A series of apparently motiveless murders disrupts the lives of some very different people in Rendell's darkly atmospheric London.
The first victim was discovered with a bite on her neck. The police traced the DNA to the girl's boyfriend, but the tabloids had already dubbed the murderer "The Rottweiler," and the name stuck. The latest body was found near Inez Ferry's shop in Marylebone. Someone spotted a figure fleeing into the shadows, but couldn't say even if it was man or woman. The only other clues are the murderer's penchant for strangling his prey, and for then removing a small token -- a necklace, a lighter.

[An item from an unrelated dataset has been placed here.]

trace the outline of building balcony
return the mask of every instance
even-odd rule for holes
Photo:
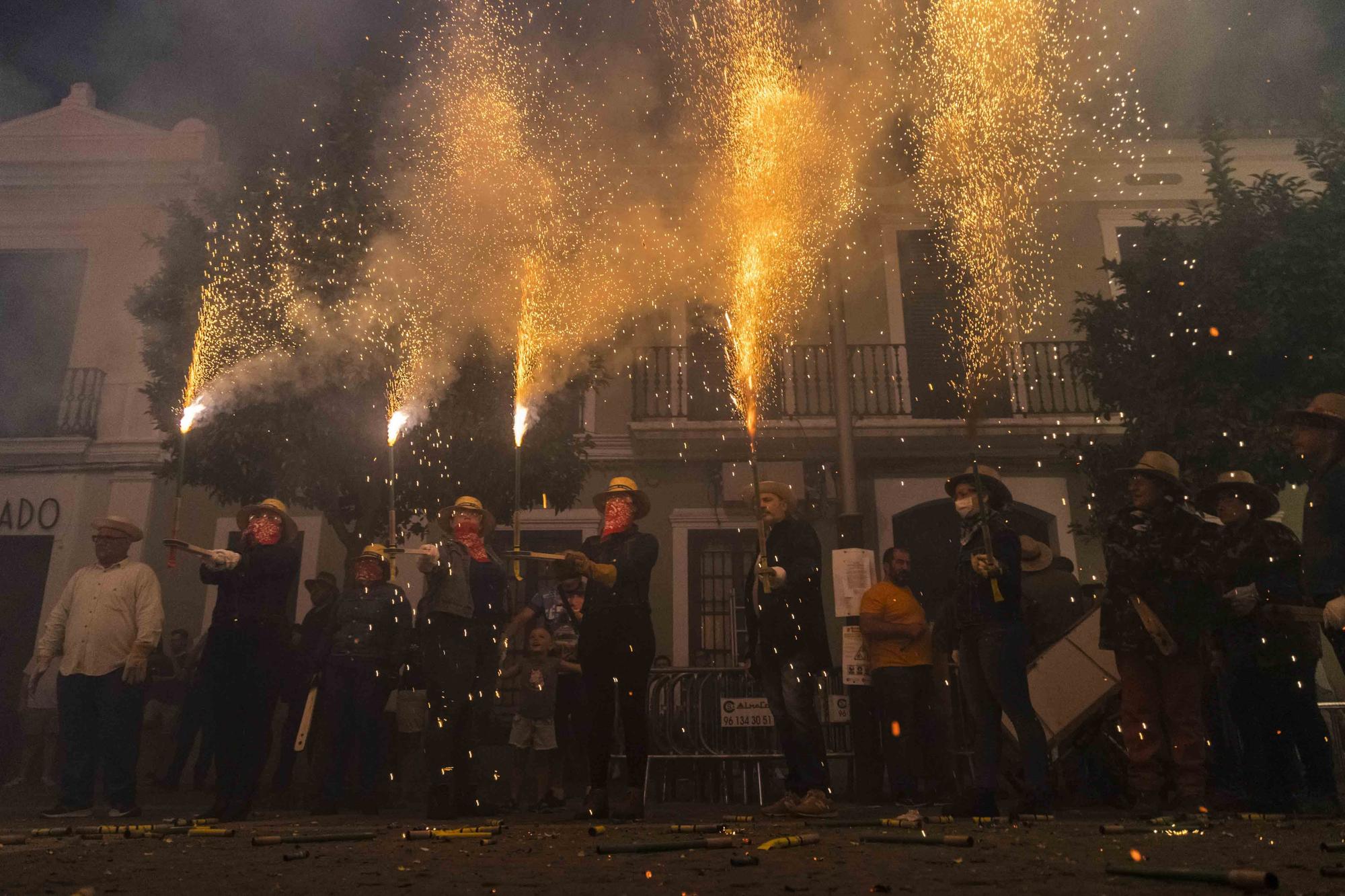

To make ends meet, widowed Inez Ferry takes in tenants above her antique store. The unpredictable and obsessive acts of the serial murderer begin profoundly to disturb the lives of the heterogeneous little community of lodgers, especially when suspicion grows that one of them might be "The Rottweiler."
"From the Hardcover edition.
About the Author
Ruth Rendell has been awarded three Edgars for best novel from the Mystery Writers of America, as well as the Grand Master Award. In England, the Crime Writers Association has honored her with three Gold Daggers for best novel, a Silver Dagger, and a Diamond Dagger for outstanding contribution to the genre. She lives in London.